The story, by staff writer Henry Pierson Curtis, documents law enforcement's fight against Florida's indoor-marijuana trade, which cops say is dominated by Cuban refugees.
It's the kind of story you won't see anytime soon in the Ultra-Politically Correct Miami Herald. And certainly not on page one.
And that's understandable.
As Pierson points out, "The topic is sensitive in a state where the status of Cuban refugees was a badge of honor until tainted by a few thousand criminals in the 1980s Mariel boatlift."
(An AP story based on the Sentinel's report is posted on the Herald's web site.)
But the Sentinel's story is as important as it is eye-opening.
Among the Sentinel's findings:
"Groups of young Cubans are turning to the lucrative business of raising ultrapotent pot worth up to $4,500 a pound without fear of deportation or lengthy prison sentences."
"Probation is a common sentence for anyone convicted in state court of running a grow house."

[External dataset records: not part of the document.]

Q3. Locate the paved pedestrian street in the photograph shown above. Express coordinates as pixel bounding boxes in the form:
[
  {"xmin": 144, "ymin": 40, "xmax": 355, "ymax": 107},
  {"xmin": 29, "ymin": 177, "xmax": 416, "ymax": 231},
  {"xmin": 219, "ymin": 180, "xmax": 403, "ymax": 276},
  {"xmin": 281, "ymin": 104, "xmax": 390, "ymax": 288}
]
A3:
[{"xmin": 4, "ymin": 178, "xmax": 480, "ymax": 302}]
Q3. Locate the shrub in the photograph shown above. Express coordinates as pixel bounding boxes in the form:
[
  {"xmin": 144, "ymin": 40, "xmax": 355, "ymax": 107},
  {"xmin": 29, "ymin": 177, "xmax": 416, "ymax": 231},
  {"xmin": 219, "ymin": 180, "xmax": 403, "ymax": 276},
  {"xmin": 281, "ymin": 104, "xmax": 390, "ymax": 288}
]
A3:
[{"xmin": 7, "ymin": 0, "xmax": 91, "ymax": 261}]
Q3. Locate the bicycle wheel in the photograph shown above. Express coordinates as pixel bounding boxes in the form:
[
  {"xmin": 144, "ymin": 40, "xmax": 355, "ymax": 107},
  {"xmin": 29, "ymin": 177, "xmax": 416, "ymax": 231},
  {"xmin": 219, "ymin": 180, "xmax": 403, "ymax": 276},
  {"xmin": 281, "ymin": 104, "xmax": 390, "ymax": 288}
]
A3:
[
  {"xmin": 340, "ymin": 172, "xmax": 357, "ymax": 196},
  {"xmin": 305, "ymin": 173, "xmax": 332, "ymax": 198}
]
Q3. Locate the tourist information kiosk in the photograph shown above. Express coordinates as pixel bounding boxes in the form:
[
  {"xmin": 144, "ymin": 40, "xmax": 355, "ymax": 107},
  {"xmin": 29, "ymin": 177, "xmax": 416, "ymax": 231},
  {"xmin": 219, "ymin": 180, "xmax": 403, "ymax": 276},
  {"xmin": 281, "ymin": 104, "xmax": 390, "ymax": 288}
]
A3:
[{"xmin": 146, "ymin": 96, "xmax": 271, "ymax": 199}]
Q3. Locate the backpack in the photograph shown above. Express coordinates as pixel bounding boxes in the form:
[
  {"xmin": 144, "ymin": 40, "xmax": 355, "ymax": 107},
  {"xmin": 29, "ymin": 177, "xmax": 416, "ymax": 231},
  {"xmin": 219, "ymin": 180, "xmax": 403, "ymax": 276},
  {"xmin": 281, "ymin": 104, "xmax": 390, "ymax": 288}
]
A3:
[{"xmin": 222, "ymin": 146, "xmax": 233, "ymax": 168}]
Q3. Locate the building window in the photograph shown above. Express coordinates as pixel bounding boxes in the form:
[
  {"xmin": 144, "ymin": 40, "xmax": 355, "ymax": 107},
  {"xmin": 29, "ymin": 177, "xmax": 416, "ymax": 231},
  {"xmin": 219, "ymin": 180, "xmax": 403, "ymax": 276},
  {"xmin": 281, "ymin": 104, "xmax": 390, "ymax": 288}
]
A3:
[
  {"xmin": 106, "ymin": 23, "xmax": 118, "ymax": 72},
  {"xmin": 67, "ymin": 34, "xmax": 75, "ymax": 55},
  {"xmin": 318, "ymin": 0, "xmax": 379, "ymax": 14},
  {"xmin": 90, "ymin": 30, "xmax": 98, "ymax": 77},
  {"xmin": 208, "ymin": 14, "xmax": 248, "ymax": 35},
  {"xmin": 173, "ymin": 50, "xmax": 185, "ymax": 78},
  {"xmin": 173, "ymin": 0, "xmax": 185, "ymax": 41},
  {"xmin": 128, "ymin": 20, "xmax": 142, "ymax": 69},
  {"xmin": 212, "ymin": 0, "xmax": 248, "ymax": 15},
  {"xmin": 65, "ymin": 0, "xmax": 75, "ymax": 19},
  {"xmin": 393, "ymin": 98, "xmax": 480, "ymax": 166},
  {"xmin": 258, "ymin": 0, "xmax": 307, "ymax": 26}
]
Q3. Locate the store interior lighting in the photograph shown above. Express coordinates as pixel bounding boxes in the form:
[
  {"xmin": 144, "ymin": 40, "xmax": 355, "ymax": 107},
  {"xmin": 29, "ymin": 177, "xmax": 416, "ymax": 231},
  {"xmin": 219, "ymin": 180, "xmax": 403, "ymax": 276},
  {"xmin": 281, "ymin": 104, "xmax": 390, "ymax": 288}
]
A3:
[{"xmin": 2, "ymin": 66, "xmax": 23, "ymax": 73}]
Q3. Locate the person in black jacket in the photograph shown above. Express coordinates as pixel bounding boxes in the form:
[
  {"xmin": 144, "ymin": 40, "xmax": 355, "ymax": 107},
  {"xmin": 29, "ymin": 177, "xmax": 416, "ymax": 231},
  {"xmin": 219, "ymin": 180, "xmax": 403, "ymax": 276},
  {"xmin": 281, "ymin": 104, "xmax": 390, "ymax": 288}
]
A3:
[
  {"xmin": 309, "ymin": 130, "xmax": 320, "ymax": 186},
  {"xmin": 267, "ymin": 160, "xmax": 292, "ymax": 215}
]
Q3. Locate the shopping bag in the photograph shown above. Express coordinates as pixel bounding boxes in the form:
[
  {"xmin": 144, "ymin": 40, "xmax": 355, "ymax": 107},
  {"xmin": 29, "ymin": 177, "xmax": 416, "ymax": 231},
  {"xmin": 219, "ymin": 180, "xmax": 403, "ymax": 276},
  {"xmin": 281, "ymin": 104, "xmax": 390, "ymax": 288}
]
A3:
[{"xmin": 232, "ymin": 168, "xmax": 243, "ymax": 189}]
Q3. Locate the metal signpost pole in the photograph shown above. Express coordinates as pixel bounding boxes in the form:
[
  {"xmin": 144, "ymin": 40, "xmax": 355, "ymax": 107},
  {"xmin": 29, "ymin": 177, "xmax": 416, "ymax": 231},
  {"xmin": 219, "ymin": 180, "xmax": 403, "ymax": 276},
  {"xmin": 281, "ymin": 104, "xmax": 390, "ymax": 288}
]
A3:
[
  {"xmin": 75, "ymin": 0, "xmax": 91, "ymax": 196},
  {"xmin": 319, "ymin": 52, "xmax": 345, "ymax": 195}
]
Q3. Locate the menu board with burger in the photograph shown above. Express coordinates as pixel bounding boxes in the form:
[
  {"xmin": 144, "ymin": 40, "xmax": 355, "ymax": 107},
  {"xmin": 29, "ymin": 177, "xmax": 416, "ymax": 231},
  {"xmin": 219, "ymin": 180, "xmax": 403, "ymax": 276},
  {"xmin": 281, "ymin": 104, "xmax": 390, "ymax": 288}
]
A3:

"[Officals] estimate that Cubans who arrived in the U.S. within the past five years represent 85 percent to 90 percent of the suspects arrested in Florida on grow-house-related charges."
"Cuban-American National Council President Guarione M. Diaz in Miami was unaware of the high percentage of young Cuban-born suspects arrested statewide in the pot trade.
"Told of the 348 grow-house-related arrests last year in Miami-Dade County, Diaz said, "Twenty thousand Cubans arrive in South Florida every year, so numerically 300 arrests would be a relatively small number, but I think even one is too many."